Na véspera do início da 53ª Reunião Anual do FMI, as primeiras páginas dos principais diários dos EUA não deixam dúvidas sobre qual país será a estrela do encontro. A possibilidade de um acordo entre o Brasil e o Fundo estava ontem na capa do ‘‘New York Times’’, o mais prestigioso jornal do país, e do ‘‘Wall Street Journal’’, o de maior circulação e porta-voz oficioso de seu setor financeiro. O ‘‘Times’’ diz que o pacote para o Brasil está em negociação mas sua estrutura ainda é indefinida. Por enquanto, diz o ‘‘Times’’, fala-se em pelo menos US$ 30 bilhões: US$ 10 bilhões do Fundo, US$ 5 bilhões do Banco Interamericano de Desenvolvimento, US$ 5 bilhões do Banco Mundial e US$ 10 bilhões de bancos privados.
O pacote pode ser maior, na dependência de o governo dos EUA entrar com algum dinheiro dele, o que, no entanto, é improvável, devido à fragilidade do apoio ao presidente Bill Clinton no Congresso. O ‘‘Times’’, no entanto, afirma logo no primeiro parágrafo do texto (assinado por Louis Uchitelle, de Nova York) que o pacote, ‘‘em vez de salvar o Brasil, pode afundar o país em profunda recessão’’.
Depois, Uchitelle cita economistas para quem, além da ajuda internacional, o Brasil precisará desvalorizar o real entre 15% e 25%. O ‘‘Times’’ ressalta que o anúncio do pacote será feito depois da eleição presidencial do próximo domingo e só no caso de reeleição de Fernando Henrique.
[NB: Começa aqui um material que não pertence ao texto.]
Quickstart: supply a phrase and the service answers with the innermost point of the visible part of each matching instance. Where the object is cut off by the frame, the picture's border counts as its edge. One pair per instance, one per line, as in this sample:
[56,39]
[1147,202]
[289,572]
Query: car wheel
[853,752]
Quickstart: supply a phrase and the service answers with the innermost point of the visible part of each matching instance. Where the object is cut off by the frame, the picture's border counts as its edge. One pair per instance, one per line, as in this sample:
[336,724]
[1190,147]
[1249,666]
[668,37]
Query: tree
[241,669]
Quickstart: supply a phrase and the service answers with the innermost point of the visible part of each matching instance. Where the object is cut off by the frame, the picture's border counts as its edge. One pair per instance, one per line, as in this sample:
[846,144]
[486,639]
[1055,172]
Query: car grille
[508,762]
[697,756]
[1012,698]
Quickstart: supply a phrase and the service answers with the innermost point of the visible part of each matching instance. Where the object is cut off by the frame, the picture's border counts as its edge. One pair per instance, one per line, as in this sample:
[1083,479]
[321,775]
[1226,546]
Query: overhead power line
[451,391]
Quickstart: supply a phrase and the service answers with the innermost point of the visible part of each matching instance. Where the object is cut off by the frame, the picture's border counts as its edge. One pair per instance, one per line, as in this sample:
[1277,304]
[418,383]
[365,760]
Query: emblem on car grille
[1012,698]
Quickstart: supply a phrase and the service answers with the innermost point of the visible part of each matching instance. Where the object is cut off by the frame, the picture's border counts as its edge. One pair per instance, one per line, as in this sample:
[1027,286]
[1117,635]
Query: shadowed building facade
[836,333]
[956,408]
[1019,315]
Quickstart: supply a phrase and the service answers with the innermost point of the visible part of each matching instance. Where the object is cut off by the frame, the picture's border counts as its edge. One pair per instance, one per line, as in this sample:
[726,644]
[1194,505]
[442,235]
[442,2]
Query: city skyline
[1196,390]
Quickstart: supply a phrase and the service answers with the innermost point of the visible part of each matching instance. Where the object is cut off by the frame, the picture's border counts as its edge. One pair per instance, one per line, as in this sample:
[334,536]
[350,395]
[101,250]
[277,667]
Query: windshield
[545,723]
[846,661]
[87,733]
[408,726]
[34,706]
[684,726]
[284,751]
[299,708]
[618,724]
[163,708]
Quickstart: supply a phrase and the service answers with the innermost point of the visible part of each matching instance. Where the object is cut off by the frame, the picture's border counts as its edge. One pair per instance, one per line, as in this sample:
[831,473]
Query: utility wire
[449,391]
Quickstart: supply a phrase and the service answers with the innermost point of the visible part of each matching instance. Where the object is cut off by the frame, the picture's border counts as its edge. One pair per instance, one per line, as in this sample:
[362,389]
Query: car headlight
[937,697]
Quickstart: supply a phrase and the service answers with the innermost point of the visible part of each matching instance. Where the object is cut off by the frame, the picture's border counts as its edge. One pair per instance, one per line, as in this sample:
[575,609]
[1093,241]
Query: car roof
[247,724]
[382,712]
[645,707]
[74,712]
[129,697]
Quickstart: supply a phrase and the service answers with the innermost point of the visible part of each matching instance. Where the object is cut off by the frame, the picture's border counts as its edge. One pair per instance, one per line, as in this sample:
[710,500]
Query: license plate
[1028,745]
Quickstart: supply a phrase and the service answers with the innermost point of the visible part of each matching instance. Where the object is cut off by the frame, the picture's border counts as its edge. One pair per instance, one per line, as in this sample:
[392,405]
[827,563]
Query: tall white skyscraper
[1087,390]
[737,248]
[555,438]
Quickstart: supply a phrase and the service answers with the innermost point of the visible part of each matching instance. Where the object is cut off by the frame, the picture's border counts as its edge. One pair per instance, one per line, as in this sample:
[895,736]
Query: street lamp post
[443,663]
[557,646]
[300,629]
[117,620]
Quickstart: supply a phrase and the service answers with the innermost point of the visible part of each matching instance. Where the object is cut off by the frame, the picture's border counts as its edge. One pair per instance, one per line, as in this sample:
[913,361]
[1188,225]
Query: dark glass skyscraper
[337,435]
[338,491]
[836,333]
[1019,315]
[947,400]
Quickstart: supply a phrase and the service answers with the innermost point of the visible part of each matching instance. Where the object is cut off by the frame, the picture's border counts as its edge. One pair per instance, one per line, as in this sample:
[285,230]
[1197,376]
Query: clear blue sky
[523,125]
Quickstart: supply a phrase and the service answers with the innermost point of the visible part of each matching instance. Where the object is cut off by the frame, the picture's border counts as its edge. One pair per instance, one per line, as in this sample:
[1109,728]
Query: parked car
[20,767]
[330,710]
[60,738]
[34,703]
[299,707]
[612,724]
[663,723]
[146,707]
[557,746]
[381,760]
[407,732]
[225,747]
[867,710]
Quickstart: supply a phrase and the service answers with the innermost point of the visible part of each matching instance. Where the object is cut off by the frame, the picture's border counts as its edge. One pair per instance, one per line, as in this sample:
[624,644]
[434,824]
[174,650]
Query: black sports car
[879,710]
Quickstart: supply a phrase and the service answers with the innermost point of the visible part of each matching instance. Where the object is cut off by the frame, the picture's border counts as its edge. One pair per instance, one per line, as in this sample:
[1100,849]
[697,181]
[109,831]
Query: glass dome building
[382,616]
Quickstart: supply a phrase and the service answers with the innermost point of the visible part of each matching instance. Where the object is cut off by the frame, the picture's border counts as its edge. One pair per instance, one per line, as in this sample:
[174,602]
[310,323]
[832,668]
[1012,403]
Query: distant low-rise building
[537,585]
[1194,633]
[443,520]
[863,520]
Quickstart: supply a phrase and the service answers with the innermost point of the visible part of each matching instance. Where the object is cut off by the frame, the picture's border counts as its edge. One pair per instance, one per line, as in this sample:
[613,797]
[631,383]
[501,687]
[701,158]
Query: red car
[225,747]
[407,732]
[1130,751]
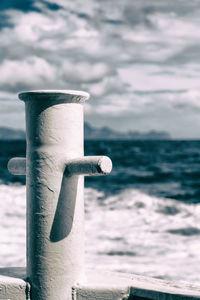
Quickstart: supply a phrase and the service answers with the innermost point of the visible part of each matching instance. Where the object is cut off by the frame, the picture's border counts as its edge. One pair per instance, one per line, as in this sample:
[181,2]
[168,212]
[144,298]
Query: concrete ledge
[13,285]
[118,286]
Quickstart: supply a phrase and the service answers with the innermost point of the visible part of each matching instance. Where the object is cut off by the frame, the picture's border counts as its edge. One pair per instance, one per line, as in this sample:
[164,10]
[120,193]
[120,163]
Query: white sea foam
[128,232]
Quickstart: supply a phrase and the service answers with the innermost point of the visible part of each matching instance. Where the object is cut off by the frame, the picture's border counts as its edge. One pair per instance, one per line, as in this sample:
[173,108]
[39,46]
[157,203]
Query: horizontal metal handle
[87,165]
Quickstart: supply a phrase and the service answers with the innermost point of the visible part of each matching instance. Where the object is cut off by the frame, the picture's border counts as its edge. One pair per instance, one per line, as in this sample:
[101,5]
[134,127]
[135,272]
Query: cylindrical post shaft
[55,210]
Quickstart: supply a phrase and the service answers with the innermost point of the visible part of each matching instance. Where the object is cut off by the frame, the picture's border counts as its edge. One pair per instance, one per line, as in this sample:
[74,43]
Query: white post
[55,208]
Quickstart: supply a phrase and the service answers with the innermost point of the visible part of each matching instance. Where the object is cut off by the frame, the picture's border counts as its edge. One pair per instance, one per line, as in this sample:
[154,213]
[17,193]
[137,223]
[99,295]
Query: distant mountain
[11,134]
[92,133]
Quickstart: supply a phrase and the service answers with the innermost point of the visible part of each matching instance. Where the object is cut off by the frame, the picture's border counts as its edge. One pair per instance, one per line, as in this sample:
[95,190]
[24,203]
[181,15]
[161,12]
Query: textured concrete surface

No ‘‘Journal’’, o eventual acordo entre o Brasil e o Fundo é mencionado em artigo assinado por Michael Phillips, que discute a quantidade de recursos de que a entidade dispõe para efetivá-lo. Ele afirma que o Brasil ‘‘está perigosamente próximo de ser pego pela confusão’ (da crise financeira internacional) devido à continuidade da fuga de dólares. O artigo cita importante parlamentar da oposição ao governo Clinton, o deputado Jim Saxton, que afirma: ‘‘Nós (EUA) podemos piorar a situação se continuarmos a resgatar países como o Brasil’.
Talvez Saxton tenha visto na página B9J da mesma edição do ‘Journal’ que traz sua declaração na capa, anúncio publicado pelo Conselho Empresarial Brasil-EUA, com um apelo ao Congresso norte-americano para que aprove a integralização da quota do seu país para o aumento de capital do FMI. Se isso acontecer, o Fundo poderá ter mais fôlego para ajudar o Brasil e outros países da América Latina.